Your vision is the story (or blog) of where you intend on going. A good story has a beginning, a middle, and a strong ending. It also should touch on why; this will fuel your emotional commitment.
Introduction to Goals
Goals are where things get a little tricky. Not because goals are inherently difficult to understand, but because setting good goals is tricky. There is a big difference between what you think you want and what you really need. As well, goals can contradict each other or support each other.
This is why I think having a compelling and clear mission and a vision are critical. Equally important is making sure that everyone knows and understands them; because every strategic goal relates back to the vision which relates back to the mission.
If you don’t know what the big picture is, it will be difficult make the right decisions for a small team and next to impossible to delegate execution to a large team without micro-managing every detail.
Someone once told me that if you have big goal and assign a task or project to me; in essence this task or project then becomes my goal. I can then delegate part of the work and it becomes someone else’s goals, etc., etc. One problem with this thinking is that the people several steps removed from the original goal lose the context of what they are doing. But there is another related issue that is even more insidious.
If I have a big goal to increase profits from 5% of gross revenue to 7% of gross revenue next year so we can invest in a new product offering as part of the vision, it is pretty clear what the desired outcome is and why. However, management will then attempt to set sub-goals and tie performance management to those sub-goals.
Say you have a manufacturing operation and the sub-goal of the parts inventory group is to reduce the amount of capital tied up in parts sitting in the warehouse. You buy the parts and put them on the shelf until they are needed. One way for the parts inventory group to meet their goal is to stop stocking parts in advance of anticipated work and just order the parts that are needed short-term; just in time supply if everything is working right and a little late when things aren’t. The parts group is going to meet their targets.
The problem is, manufacturing has a goal of increasing production by 20%. When they run out of parts, the entire production line is shut down. The parts group is meeting their goal, but the manufacturing group is constantly being short changed and missing their production targets. The two managers are butting heads and things are getting worse.
This is all caused by the different groups losing sight of the larger goal.
Jack Stack gives a similar “real” example in the business classic “The Great Game of Business“. Their solution, performance goals should be set at a very high level only (company or business unit) and then everyone should work on accomplishing the same, clear goals. Sure you have some sub-goals and projects to accomplish the actual work, but everyone is getting rewarded for the same performance goal.
Get What You Need
If you are focused on your mission and vision first, it becomes much clearer what is needed as opposed to what is wanted. What do you need to accomplish to make the vision happen? Everything else is a want.
Wants are fleeting. They don’t satisfy you long-term. They are consumption based. It can be difficult to motivate people to achieve goals that are just wish lists.
If you have a mission you believe in and a vision that is compelling for you; goals that are needed to make these things happen are self-motivating. This is powerful stuff because when you achieve your goals, you are getting closer to making the vision a reality which then fulfills your mission which is making the world better in some way.

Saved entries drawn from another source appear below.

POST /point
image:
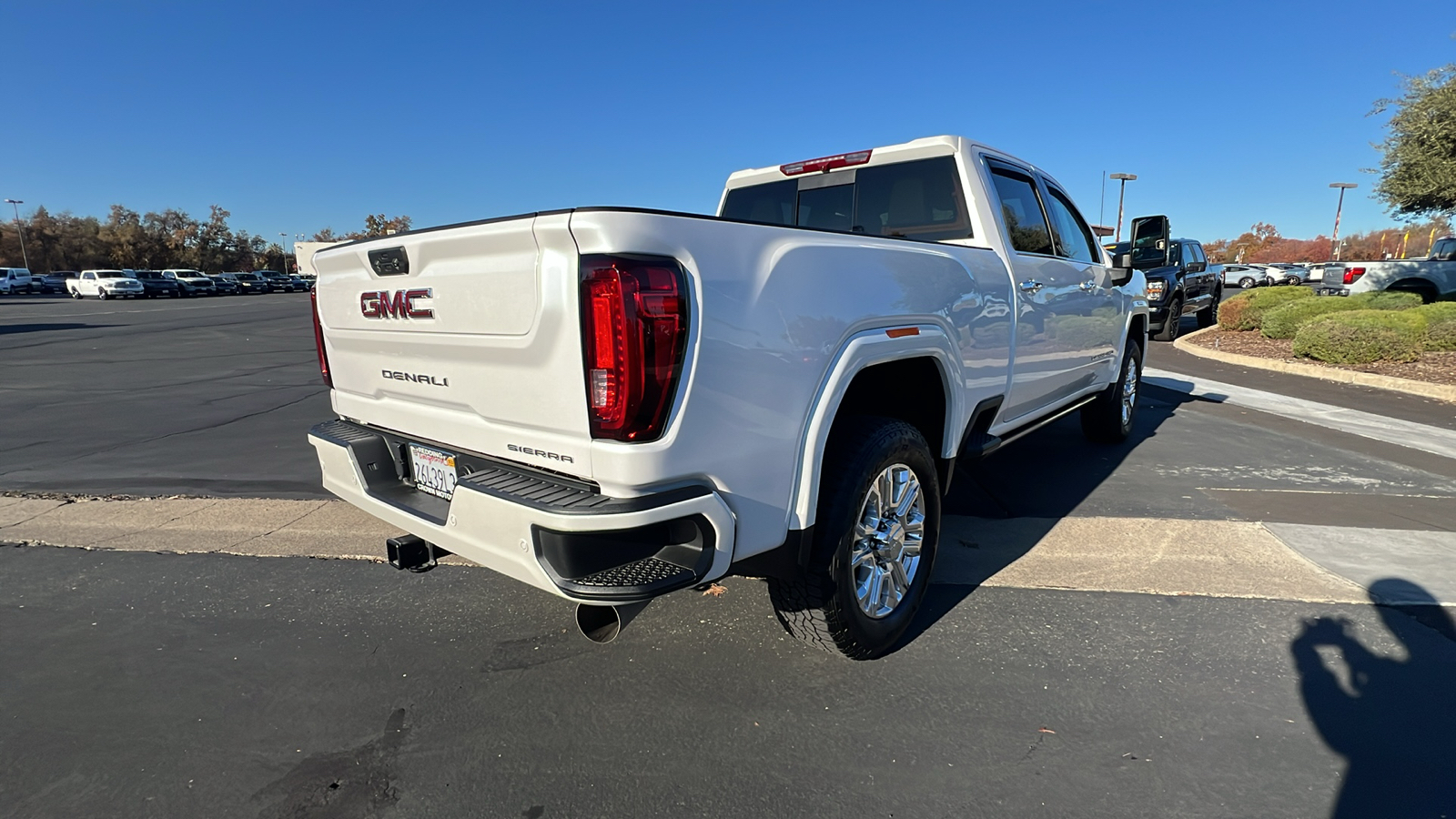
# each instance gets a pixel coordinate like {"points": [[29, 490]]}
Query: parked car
{"points": [[1241, 276], [106, 283], [280, 281], [251, 283], [1433, 278], [15, 280], [225, 283], [1178, 283], [53, 281], [157, 285], [191, 281], [844, 303], [1289, 273]]}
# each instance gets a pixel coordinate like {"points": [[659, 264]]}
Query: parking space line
{"points": [[1366, 424]]}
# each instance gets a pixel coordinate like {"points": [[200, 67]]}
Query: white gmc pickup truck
{"points": [[612, 404]]}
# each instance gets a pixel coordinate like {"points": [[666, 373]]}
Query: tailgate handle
{"points": [[389, 261]]}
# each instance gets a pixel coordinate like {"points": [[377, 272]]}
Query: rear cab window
{"points": [[912, 200]]}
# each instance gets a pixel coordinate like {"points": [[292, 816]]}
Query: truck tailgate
{"points": [[463, 336]]}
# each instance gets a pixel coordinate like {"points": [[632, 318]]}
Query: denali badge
{"points": [[415, 378], [541, 453], [400, 303]]}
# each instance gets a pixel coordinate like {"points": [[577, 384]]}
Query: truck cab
{"points": [[1179, 281]]}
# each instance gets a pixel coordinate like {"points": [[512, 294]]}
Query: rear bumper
{"points": [[552, 533]]}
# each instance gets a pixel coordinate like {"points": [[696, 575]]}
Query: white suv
{"points": [[104, 285]]}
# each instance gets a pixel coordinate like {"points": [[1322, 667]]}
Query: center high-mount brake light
{"points": [[824, 164], [318, 339], [633, 331]]}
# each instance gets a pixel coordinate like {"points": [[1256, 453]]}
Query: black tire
{"points": [[1171, 327], [1103, 420], [820, 605], [1208, 315]]}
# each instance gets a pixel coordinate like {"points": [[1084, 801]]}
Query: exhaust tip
{"points": [[603, 624]]}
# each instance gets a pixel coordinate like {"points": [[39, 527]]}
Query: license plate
{"points": [[433, 471]]}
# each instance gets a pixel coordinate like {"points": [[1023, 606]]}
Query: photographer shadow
{"points": [[1390, 719]]}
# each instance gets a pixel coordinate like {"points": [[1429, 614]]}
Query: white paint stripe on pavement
{"points": [[1365, 424]]}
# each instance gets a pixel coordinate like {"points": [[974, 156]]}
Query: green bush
{"points": [[1387, 300], [1247, 309], [1359, 337], [1286, 319], [1441, 324]]}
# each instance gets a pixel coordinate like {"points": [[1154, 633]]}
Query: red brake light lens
{"points": [[318, 339], [824, 164], [633, 315]]}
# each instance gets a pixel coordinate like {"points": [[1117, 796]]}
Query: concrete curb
{"points": [[1215, 559], [1426, 389]]}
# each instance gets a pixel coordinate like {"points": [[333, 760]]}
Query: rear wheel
{"points": [[1171, 327], [874, 542], [1108, 419], [1208, 315]]}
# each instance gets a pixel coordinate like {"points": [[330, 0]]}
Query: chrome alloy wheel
{"points": [[887, 541], [1128, 392]]}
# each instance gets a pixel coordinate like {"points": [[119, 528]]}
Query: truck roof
{"points": [[885, 155]]}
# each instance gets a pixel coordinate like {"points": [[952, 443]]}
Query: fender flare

Most people find it hard to stay motivated (long-term) by money alone so keeping this chain of why you are doing things intact gives you the emotional boost; true engagement. Oddly enough, the money then seems to take care of itself.
Professional athletes don’t focus on the money on their way up, they focus on the game first. The money happens when they are good at the game.
Setting SMART goals is important.
Setting goals that resonate with everyone is more important. Goals must engage at both the logical level (they make sense) and at the emotional level (they have built in motivation).
Sure you can use the carrot and stick to get a donkey to work, but I would rather have a horse that wants to run because it wants to play the game I’ve set up.
This is the way to set goals you won’t want to miss.